In brief

In brief

  • The successful digital transformation of the federal government will depend on a new breed of chief information officers (CIOs).
  • These new leaders, charged with navigating the largest IT transformation ever attempted, face shifting cultural norms and accelerating change.
  • A panel of IT experts discuss the evolving role of the CIO, and how greater empowerment will create more successful digital transformations.

In this brief, Troy Schneider, editor-in-chief of FCW and GCN, leads government and industry experts in a panel discussion of big data, analytics, and artificial intelligence, highlighting the transforming role of the federal CIO.

A new measure of IT success

The measure of IT success in the federal sector is changing. For some stakeholders, declaring victory will happen when a digitally transformed government can regularly deliver services in ways that resemble consumers’ experience in the private sector.
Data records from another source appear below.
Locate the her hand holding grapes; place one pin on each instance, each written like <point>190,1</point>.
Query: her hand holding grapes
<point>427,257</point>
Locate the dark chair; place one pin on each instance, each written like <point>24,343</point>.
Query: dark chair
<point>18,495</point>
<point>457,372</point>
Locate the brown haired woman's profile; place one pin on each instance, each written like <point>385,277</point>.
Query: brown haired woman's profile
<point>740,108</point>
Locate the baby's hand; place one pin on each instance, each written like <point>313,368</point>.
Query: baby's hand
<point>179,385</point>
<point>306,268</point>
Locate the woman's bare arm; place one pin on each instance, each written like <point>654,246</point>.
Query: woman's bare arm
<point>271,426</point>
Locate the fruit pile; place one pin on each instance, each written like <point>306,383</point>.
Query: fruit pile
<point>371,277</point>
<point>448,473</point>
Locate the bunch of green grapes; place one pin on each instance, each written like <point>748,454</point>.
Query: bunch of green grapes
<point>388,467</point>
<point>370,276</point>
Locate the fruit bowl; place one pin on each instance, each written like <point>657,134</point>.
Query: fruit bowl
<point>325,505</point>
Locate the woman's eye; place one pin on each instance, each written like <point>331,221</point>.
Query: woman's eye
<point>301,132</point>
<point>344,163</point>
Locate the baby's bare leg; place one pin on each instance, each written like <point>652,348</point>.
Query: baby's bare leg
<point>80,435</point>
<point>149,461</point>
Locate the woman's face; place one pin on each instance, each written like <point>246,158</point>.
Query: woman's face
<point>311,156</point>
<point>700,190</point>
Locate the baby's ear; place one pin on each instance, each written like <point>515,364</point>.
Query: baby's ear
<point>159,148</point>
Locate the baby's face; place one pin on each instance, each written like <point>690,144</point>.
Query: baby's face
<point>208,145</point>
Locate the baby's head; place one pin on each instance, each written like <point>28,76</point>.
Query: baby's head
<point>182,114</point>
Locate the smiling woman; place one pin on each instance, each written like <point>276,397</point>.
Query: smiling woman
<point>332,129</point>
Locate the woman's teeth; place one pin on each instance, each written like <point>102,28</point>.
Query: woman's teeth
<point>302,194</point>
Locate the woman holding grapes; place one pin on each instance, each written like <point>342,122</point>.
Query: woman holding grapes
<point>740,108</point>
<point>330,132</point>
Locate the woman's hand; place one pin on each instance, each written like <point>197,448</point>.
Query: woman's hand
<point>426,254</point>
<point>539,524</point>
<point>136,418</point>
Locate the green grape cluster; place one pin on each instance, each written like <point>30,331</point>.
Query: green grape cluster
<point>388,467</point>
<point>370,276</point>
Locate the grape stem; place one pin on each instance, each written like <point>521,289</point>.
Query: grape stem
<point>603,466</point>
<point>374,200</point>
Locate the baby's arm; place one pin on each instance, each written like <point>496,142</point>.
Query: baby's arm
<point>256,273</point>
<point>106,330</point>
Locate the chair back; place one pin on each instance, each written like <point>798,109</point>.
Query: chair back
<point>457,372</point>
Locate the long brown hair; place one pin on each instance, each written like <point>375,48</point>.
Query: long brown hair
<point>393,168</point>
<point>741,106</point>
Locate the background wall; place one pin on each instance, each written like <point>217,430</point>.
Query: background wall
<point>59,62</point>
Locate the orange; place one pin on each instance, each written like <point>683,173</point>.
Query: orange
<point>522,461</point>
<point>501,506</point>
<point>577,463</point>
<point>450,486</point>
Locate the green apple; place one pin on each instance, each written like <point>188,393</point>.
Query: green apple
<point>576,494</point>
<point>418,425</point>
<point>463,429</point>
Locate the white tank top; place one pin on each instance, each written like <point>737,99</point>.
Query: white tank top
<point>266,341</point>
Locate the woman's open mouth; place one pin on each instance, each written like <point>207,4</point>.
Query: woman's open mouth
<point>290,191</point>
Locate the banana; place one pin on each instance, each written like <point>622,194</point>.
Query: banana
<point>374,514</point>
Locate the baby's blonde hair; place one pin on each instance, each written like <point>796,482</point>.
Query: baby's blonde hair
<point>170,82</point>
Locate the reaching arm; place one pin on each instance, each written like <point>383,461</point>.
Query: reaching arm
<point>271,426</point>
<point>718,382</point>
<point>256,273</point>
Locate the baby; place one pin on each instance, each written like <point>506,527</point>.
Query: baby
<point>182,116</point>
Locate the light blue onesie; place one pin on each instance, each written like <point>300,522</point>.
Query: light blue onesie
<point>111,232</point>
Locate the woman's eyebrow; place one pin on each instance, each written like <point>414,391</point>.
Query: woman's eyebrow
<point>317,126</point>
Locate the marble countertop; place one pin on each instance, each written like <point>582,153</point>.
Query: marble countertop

Dave McClure, CIO advisory lead, Accenture Federal Services, agreed that CIOs will be critical to the digital transformation of government. He told IT leaders attending the conference that he “would like to see the recruitment of CIOs who have some business background and understand how to partner and create solutions in quicker time frames than what we have historically been doing in government”.

"We have technology that actually can improve government quite quickly. It’s the adoption and the business case and the dialogue that’s not sophisticated."

— Dave McClure, Principal Director, Federal CIO Advisory Services – Accenture Federal Services

A digital awakening

“Being able to talk in a hybrid manner is critical for CIOs,” said McClure, who characterized the government’s shift away from legacy systems as “the great digital awakening.”

That awakening is at an inflection point, the conference’s experts said, and CIOs will lead the charge to knock down impediments to change. Among those challenges is resistance to using new tools, particularly in risk-averse environments that resist change.

Enabling cultural and political change

IT can help CIOs and other transformational leaders to break the impasse. For example, evolving platform technologies will help the next generation of CIOs overcome resistance, in part by triggering cultural and political shifts.

Knocking down barriers to change

In the push to achieve digital transformation, federal agencies are proceeding at different paces. Among the leaders, the U.S. Department of Agriculture is making structural changes that promote the digital transformation of government, the conference speakers said.

Under the leadership of Secretary Sonny Perdue, the department has streamlined IT leadership, consolidating 22 component CIOs into nine mission-area assistant CIOs. The change has reduced bureaucratic barriers and improved communication, said Francisco Salguero, deputy chief information officer at USDA. “That’s the cultural shift we’re making, enabling people to talk more about mission,” Salguero said.

“Sonny Perdue, at USDA, he’s not giving speeches about modernization,” McClure said. “He’s making it happen.”